El hedor a corral, con el tufillo sui generis de la “moñinga e´ vaca” del potrero de Domingo Palma adyacente al colegio, en el barrio Nueva Granada, más fuerte al atardecer, es gratamente perdurable en mi memoria.
Día de la madre
“El clavelito rojo que llevo aquí en el pecho va pregonando amores, amores maternales”, son versos de una canción interiorana cuya nostálgica reminiscencia se confunde con la apacible esencia floral de la obligada rosa roja sobre mi vestimenta blanca, uniforme de la escuela, el segundo domingo de mayo dedicado a las madres.
Arena mojada
En esta añoranza es imprescindible el recuerdo de la arena mojada que convocaba a la muchachada de la cuadra alrededor de la bola e´ trapo ante el presentimiento de la refrescante lluvia.
¿Acaso podía existir algo con más sabrosura para un “pelao” barranquillero de los de antes que un partido de fútbol, a lo largo de la arenosa calle, bajo el amparo alcahueta de un chaparrón? Y si el aguacero, además, se desparramaba entre las 4 y 6 de la tarde cuando el oliente pan fresco, recién salido del horno, saturaba el ambiente, la faena futbolera se tornaba en algo embriagante, delicioso.
Remedios Caseros
No ha de faltar en este regreso a los olores que marcaron los primeros años de vida. Las desagradables emanaciones de remedios caseros calmantes de nuestras dolencias: la mentolatina, numotizine, mertiolate, yerbabuena, toronjil, diente de ajo, orégano y aceite de hígado de bacalao o emulsión de Scott. Los odiosos vermífugos Laxol, Laferbe y de ricino que me hicieron aborrecer el agua de panela suavizante de su mortificante sabor. A los empellones, de madrugada, tenía uno que empujarse esos menjurjes. Con la nariz apretada ¡trague, trague! Ordenaban inclementes los padres, penca en mano; dos veces al año, previo la entrada a clases.
COLOFÓN
La viva remembranza de los olores de la primera infancia nos reconcilia gratamente con el presente ante los bálsamos farmacéuticos que, ahora en la segunda infancia, pacientes, tenemos que soportar para espantar padecimientos y la decrepitud preludio de la inevitable vecindad con el más allá.

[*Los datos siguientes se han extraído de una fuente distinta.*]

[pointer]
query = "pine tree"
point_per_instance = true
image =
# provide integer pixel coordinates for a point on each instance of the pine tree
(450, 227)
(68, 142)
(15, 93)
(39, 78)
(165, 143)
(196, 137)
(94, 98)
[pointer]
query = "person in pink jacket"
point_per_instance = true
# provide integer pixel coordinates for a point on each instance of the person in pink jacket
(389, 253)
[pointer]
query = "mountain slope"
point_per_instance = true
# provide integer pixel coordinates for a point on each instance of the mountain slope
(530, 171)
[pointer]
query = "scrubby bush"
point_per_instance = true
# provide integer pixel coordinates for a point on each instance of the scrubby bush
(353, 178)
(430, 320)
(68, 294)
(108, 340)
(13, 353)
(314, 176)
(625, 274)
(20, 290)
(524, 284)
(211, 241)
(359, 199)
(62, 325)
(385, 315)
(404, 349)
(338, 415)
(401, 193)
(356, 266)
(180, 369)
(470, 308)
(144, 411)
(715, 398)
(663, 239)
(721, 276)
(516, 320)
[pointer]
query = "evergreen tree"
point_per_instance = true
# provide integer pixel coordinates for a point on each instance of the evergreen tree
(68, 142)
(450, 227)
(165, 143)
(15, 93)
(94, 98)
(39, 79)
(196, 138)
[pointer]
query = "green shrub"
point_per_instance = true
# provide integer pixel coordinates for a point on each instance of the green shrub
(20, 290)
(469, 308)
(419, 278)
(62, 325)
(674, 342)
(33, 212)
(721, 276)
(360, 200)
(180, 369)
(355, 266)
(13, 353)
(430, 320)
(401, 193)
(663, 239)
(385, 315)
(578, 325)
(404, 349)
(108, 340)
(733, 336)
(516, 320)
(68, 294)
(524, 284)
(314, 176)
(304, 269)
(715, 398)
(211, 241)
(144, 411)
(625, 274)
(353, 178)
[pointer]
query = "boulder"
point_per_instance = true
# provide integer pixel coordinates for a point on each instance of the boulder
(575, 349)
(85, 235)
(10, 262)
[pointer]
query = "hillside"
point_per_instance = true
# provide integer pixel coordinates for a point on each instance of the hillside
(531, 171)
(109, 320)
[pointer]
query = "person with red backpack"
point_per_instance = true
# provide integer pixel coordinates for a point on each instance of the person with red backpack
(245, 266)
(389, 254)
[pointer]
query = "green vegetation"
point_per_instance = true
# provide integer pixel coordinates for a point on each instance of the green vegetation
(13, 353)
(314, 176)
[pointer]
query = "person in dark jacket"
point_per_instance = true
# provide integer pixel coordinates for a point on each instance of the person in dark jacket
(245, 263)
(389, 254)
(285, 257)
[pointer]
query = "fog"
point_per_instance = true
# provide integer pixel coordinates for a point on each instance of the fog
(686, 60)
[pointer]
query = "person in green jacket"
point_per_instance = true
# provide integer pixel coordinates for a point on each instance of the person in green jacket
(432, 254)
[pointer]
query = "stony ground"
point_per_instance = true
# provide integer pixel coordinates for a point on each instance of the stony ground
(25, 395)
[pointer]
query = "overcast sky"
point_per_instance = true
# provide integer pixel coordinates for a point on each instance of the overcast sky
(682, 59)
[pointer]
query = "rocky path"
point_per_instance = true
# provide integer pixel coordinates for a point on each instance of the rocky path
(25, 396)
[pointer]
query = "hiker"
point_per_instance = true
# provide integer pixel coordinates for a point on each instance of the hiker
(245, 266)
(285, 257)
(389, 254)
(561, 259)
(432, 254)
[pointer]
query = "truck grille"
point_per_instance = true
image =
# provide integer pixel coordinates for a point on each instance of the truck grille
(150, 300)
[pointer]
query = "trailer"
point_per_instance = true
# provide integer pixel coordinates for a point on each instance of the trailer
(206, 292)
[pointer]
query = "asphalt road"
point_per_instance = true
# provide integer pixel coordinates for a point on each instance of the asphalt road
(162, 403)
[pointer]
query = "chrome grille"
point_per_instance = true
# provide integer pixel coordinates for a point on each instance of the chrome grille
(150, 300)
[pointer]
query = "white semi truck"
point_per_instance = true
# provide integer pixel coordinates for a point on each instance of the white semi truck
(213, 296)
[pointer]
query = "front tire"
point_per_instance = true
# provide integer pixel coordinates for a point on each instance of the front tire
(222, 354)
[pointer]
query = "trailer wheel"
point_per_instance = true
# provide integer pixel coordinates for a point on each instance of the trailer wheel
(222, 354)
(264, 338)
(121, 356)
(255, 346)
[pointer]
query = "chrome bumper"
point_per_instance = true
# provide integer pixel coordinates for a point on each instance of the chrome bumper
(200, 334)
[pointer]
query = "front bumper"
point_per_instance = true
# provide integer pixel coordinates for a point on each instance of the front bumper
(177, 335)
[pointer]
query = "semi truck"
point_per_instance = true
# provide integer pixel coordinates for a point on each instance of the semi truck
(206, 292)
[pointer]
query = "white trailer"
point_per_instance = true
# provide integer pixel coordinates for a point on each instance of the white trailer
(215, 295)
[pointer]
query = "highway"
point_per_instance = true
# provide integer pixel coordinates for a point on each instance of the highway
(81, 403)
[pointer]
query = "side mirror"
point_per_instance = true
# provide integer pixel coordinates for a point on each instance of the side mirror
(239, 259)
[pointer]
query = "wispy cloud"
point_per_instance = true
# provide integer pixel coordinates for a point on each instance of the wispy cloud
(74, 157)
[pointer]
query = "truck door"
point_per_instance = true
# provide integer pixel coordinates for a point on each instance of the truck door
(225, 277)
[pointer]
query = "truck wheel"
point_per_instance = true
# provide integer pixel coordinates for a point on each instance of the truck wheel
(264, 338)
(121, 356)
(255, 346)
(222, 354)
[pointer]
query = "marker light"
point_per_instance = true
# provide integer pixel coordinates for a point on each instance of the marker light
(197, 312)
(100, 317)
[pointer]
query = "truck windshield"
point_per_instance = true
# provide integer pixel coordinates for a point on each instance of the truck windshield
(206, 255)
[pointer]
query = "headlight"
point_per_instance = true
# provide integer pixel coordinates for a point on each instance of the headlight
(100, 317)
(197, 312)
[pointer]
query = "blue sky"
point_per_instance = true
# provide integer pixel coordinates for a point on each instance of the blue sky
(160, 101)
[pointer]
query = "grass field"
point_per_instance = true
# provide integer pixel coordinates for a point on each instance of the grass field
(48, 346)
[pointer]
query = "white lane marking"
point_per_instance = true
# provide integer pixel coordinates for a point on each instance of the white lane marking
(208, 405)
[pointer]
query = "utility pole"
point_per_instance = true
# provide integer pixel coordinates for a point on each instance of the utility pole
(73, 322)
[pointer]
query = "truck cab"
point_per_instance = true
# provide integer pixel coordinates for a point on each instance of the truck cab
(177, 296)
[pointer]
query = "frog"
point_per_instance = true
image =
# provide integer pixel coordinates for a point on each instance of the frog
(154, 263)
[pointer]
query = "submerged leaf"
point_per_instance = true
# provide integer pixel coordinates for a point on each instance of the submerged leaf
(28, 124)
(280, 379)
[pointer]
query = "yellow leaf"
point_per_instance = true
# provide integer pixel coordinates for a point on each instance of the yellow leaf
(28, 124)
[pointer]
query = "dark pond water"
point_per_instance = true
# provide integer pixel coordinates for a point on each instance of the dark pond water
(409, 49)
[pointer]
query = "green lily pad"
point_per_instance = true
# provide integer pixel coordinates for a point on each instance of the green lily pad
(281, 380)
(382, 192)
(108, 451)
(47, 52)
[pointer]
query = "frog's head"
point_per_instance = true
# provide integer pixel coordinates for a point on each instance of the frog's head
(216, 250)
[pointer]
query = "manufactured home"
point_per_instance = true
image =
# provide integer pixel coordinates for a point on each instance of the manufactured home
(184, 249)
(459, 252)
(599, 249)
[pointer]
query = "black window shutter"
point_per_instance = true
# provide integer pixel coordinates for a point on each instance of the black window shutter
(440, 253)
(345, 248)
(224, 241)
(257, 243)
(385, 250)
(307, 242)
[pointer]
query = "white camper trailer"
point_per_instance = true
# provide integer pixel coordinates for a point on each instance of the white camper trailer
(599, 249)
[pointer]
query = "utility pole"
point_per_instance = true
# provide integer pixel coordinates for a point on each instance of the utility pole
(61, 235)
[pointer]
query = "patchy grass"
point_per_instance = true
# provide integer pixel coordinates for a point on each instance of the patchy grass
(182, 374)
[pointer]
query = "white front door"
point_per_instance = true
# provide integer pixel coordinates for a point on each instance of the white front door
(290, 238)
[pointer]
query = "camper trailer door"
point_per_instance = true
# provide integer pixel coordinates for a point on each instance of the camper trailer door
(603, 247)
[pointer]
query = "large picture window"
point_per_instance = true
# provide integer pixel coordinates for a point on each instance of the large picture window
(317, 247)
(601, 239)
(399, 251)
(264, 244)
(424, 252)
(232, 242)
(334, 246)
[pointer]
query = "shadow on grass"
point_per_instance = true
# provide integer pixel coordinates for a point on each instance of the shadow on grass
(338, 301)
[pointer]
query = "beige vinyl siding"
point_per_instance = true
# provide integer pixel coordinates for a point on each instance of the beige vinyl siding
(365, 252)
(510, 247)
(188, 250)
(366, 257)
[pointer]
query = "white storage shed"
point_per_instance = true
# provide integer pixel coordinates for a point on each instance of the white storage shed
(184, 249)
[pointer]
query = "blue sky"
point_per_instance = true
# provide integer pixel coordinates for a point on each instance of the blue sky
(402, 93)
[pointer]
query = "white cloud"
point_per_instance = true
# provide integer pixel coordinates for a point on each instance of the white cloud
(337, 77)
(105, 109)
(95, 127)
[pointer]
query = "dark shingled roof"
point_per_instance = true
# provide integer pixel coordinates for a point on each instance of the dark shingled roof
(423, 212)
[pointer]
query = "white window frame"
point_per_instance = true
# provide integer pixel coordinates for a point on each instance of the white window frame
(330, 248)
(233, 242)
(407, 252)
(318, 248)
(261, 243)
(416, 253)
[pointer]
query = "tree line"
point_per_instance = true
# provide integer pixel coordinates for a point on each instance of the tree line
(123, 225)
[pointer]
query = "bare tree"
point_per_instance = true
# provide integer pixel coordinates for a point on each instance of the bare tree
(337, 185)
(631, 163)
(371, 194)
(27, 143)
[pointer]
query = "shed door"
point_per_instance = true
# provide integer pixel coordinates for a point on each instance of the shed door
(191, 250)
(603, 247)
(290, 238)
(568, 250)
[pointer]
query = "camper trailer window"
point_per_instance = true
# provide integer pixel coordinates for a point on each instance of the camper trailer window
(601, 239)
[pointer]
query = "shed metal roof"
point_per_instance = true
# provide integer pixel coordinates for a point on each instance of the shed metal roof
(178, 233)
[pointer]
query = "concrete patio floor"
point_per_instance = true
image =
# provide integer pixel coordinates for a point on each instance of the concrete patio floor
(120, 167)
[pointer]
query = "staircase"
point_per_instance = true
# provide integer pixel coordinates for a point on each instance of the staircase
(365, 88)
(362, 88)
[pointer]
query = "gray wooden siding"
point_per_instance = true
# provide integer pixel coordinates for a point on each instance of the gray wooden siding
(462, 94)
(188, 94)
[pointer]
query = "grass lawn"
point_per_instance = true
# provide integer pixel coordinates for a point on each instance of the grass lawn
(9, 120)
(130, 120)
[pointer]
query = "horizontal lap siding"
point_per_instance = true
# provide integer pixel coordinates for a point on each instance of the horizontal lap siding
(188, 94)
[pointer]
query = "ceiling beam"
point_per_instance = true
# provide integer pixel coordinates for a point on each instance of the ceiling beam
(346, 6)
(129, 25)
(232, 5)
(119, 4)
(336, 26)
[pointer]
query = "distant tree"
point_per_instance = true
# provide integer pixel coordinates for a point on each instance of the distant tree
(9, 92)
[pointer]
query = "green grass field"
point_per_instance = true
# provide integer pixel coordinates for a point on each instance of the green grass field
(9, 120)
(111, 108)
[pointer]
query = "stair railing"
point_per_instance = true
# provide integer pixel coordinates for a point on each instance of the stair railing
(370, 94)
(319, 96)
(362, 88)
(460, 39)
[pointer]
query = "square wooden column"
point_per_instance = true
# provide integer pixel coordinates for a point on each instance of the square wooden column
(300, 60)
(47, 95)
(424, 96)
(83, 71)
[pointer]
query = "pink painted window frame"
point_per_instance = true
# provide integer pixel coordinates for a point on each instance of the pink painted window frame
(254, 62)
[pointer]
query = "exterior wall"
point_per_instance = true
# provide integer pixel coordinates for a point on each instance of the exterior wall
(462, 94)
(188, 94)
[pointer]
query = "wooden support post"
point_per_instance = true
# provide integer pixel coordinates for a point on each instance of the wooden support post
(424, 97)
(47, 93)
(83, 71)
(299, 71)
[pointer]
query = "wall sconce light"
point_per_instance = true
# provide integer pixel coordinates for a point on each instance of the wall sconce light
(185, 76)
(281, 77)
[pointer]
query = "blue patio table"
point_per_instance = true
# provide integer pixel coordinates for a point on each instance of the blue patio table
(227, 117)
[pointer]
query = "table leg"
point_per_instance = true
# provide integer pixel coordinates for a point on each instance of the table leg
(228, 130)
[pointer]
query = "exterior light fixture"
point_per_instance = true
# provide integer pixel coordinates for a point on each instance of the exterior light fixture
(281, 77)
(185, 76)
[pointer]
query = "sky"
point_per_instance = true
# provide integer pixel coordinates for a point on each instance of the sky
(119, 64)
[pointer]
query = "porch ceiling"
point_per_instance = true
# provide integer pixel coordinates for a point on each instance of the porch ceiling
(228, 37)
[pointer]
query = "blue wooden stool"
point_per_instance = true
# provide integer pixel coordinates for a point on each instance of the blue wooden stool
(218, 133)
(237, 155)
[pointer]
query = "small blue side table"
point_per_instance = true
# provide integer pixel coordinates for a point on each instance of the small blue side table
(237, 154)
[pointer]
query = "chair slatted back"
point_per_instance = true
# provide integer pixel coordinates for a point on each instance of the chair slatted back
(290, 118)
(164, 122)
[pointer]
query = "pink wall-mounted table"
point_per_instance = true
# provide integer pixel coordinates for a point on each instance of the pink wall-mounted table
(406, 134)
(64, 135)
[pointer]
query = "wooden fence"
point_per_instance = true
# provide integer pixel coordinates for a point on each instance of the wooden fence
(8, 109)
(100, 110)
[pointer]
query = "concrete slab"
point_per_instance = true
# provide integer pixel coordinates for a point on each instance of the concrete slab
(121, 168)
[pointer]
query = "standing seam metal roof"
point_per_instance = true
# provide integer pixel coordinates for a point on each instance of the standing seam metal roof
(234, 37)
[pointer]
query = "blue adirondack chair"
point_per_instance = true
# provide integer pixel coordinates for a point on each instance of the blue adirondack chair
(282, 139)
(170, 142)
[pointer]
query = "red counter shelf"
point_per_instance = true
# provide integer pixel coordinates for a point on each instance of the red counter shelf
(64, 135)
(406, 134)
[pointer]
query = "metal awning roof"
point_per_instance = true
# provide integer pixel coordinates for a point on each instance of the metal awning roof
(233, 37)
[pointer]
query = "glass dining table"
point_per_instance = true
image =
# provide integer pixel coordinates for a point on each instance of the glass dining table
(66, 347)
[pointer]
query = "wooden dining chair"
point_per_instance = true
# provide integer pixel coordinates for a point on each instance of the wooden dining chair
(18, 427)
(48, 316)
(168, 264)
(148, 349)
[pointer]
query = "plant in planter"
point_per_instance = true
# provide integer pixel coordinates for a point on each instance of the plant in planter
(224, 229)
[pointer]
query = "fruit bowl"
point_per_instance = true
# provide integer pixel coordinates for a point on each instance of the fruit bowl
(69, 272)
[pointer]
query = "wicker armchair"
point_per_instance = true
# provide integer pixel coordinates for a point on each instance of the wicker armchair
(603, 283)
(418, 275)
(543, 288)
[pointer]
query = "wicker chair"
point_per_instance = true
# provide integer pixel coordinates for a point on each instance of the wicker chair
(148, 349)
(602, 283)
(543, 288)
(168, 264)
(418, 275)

Con la indiscutible suerte de haber logrado, pasado los años, mantener el sentido del olfato integro para husmear los cibernéticos, electrónicos y contaminados efluvios de los confusos tiempos actuales. Que, no obstante, sus vicisitudes, han mandado a la porra aquella vieja, obsoleta, consigna de que “Todo tiempo pasado fue mejor”. Complacidos de estar viviendo en modo futuro.